Students will (what we want students to be able to do):

•Understand and access campus academic and administrative support services

•Apply problem solving, critical thinking and creative thinking skills

•Be engaged in campus inclusion, exposed to various cultures and global experiences

•Gain career knowledge, workplace skills, and have experiential learning

•Participate in campus and community engagement initiatives

•Recognize the value of a University of Michigan-Dearborn education

•Develop and practice “soft skills”, personal responsibility, and leadership

GETTING STARTED AND MAKING THINGS HAPPEN

I love vision. I believe great leaders need to be able to articulate their vision. But I have come to believe that vision is only the foundation of leadership. The true heavy lifting of leadership comes in the facilitation of others’ work. Vision is grand, sweeping, eloquent, inspirational. Facilitation is intricate, incremental, opportunistic, drenched in sweat. Vision gets things started; facilitation makes things happen.

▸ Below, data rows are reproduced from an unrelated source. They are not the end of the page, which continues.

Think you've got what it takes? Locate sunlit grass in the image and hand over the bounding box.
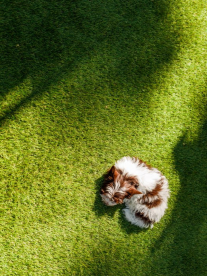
[0,0,207,276]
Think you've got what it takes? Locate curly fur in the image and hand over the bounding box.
[101,157,169,228]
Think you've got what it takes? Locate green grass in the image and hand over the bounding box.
[0,0,207,276]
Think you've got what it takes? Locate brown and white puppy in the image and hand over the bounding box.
[101,157,169,228]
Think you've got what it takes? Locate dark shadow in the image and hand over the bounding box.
[151,120,207,276]
[0,0,179,125]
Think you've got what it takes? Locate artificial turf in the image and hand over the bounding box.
[0,0,207,276]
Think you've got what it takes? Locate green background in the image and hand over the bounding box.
[0,0,207,276]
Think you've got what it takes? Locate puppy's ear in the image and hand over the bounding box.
[107,166,119,179]
[127,186,142,198]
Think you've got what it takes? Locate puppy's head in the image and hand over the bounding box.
[100,166,141,206]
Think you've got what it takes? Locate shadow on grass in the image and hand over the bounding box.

Finally, here is my mantra of SEM Leadership as facilitation:

Over the years, I have actually moved away from the language of Strategic Enrollment Management—“SEM-ese” I call it. Few campus leaders—or, more importantly, few campus cultures—can speak “SEM-ese”.

While I initially tried to give SEM workshops for academic units and Faculty Senate, I could sense that the history, definitions, and principles of SEM were not resonating. I long ago gave up trying to teach or translate for my academic partners prospect-to-applicant conversion rates and admitted student yield rates, let alone predictive modeling and financial aid leveraging. What I work for now is how to facilitate embedding SEM practice in the campus culture. I find myself watching what people do rather than listening to what they merely say.